In the summer of 57 BCE, Cicero received the news for which he had long been waiting: a law was to be put before the assembly recalling him from exile. Setting out from Dyrrachium on 4 August, the day of the vote, he arrived in Rome later that month. When he reached the Porta Capena, he found the streets teeming with people shouting his name and applauding wildly. In the Forum and on the Capitoline, the crowd was even more remarkable: in foroque et in ipso Capitolio miranda multitudo fuit (Att. 4.1.5). Or, at least, that is how he described it in a carefully constructed letter sent to Atticus on 10 September. In reality, Cicero was in a far more vulnerable position than his triumphant prose suggests (Lintott 2008). Beyond his dire financial circumstances, indebtedness to Pompey and the new consuls, and enmity with Clodius, he was faced with a crisis of civic legitimacy. He had, after all, been publicly rejected by the populus Romanus on whose behalf he claimed to speak (Morstein-Marx 2004). Justifying his re-entrance into the political sphere consequently became one of the defining problems of his post-reditum oratory (Steel 2007).
Understudied due to their rather unappealing combination of arrogance and self-pity, Cicero’s post-reditum speeches are nonetheless a valuable source for his evolving philosophy of civic legitimacy in the mid-50s. Foremost among the rhetorical strategies that he used to reassert his position in the republic was the metaphor of the ship-of-state. Drawing on tropes extending back to Alcaeus and Theognis (Brock 2013), he portrayed the Roman republic as a vessel foundering on the stormy seas of discord. Pirates—namely, Clodius, Piso, and Gabinius—had snatched the helm from the senate and were headed straight towards naufragium. To save the ship from sinking, Cicero had no choice but to disembark. Sacrificing himself on behalf of the res publica, he reframed his exile as a devotio that paradoxically confirmed his right to act on behalf of the populus Romanus (Dyck 2004).

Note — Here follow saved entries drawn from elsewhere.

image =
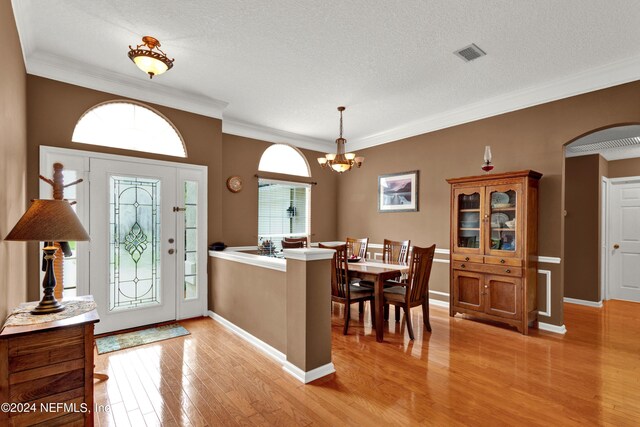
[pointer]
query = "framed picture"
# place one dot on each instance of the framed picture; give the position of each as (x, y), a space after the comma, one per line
(398, 192)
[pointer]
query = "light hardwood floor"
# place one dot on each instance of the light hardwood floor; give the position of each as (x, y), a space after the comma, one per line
(464, 373)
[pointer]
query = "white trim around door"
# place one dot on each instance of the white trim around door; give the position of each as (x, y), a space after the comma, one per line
(190, 299)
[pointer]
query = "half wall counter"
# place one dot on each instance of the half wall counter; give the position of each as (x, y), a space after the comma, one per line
(279, 305)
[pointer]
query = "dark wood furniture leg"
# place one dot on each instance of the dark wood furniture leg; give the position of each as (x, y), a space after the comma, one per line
(379, 307)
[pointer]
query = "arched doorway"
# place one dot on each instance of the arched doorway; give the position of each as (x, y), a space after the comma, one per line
(593, 163)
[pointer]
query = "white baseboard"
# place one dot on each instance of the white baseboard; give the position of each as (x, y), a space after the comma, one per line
(439, 303)
(275, 354)
(312, 375)
(583, 302)
(552, 328)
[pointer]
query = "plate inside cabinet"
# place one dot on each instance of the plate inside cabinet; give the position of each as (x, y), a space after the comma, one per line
(499, 199)
(498, 220)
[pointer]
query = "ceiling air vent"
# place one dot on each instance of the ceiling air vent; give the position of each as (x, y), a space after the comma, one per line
(469, 53)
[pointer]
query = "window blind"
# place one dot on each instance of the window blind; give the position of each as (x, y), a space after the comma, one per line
(284, 210)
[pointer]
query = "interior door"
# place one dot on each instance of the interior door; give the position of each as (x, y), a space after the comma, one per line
(624, 250)
(133, 249)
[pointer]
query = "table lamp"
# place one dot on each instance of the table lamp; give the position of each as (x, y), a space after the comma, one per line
(48, 221)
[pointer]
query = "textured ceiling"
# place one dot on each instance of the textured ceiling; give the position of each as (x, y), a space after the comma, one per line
(282, 67)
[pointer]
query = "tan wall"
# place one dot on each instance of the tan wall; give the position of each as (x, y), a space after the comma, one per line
(240, 213)
(622, 168)
(582, 222)
(13, 160)
(53, 111)
(531, 138)
(252, 298)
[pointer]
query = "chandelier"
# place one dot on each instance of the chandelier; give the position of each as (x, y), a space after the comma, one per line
(340, 161)
(152, 60)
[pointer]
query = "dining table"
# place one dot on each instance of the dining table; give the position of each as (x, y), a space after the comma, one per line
(377, 272)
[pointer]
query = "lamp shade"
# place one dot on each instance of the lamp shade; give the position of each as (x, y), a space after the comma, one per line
(48, 221)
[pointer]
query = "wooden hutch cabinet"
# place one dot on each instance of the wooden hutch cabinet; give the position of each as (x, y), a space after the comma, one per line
(494, 247)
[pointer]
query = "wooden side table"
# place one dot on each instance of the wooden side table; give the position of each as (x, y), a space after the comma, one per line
(46, 371)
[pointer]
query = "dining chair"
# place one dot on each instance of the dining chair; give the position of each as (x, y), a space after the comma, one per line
(415, 290)
(302, 240)
(357, 247)
(344, 292)
(286, 244)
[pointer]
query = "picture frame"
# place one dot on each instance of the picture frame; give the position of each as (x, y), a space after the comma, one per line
(398, 192)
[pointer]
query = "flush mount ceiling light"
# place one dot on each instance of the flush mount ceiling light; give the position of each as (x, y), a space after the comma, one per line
(340, 161)
(152, 60)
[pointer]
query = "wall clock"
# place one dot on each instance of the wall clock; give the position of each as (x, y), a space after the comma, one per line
(234, 184)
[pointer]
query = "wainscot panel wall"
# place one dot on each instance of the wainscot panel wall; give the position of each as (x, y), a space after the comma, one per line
(531, 138)
(13, 161)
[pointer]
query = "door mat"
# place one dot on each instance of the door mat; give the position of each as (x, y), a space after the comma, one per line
(136, 338)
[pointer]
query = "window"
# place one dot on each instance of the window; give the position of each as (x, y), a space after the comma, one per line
(283, 211)
(282, 158)
(130, 126)
(284, 208)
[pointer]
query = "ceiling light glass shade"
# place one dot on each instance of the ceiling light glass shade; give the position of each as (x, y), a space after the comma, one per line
(151, 60)
(150, 65)
(340, 161)
(341, 167)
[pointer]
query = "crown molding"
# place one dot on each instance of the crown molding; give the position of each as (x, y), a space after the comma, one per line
(264, 133)
(610, 154)
(609, 75)
(25, 31)
(79, 74)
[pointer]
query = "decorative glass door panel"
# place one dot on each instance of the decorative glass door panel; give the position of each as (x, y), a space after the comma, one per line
(134, 241)
(146, 261)
(190, 290)
(468, 230)
(503, 211)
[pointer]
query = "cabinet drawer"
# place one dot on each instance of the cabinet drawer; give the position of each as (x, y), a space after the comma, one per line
(46, 348)
(467, 258)
(516, 262)
(491, 269)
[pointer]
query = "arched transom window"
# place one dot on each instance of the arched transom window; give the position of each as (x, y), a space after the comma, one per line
(121, 124)
(282, 158)
(284, 208)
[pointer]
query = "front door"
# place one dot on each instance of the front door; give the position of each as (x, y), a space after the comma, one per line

This paper argues for the ship-of-state metaphor as a meaningful thread that weaves together the diverse collection of speeches falling under the post-reditum label. Despite differences in their subject matter, audience, and date, De Domo Sua, a speech delivered before the pontifical college in 57, Pro Sestio, a defense speech made in the criminal courts in 56, and In Pisonem, an invective launched in the senate in 55, offer strikingly similar narratives of the ship-of-state in crisis. In each speech, there is a navis in perilous danger (Dom. 24; Sest. 45; Pis. 20), a storm looming on the horizon (Dom. 137; Sest. 25; Pis. 9), pirates who have snatched the helm (Dom. 24; Sest. 46; Pis. 10), and the threat of naufragium (Dom. 129; Sest. 16; Pis. 4). Such nautical crises serve two purposes in the orations: they recast factional strife as a valiant struggle for the survival of the res publica and they implicitly position Cicero as the rightful helmsman of the ship-of-state. Only under his pilotage, the orations suggest, can the republic steer clear of the perilous waters of partisan politics.
Because the master image of the ship-of-state enabled Cicero to counteract the humiliation of his exile and lay claim to the helm of the republic, it became foundational to the rhetorical persona that he constructed in the 50s. More than that, it influenced the political philosophy that he crafted in the same years. For in De Republica and elsewhere, he began to imagine a gubernator rei publicae, a citizen of preeminent virtue responsible for guiding the republic on its proper course (Zarecki 2014). This ideal statesman, I suggest, was developed in productive dialogue with the helmsman of his post-reditum speeches. Traversing the generic boundaries between philosophy and oratory, Cicero’s nautical metaphors ultimately provided a language for both thinking about and acting upon political ideas.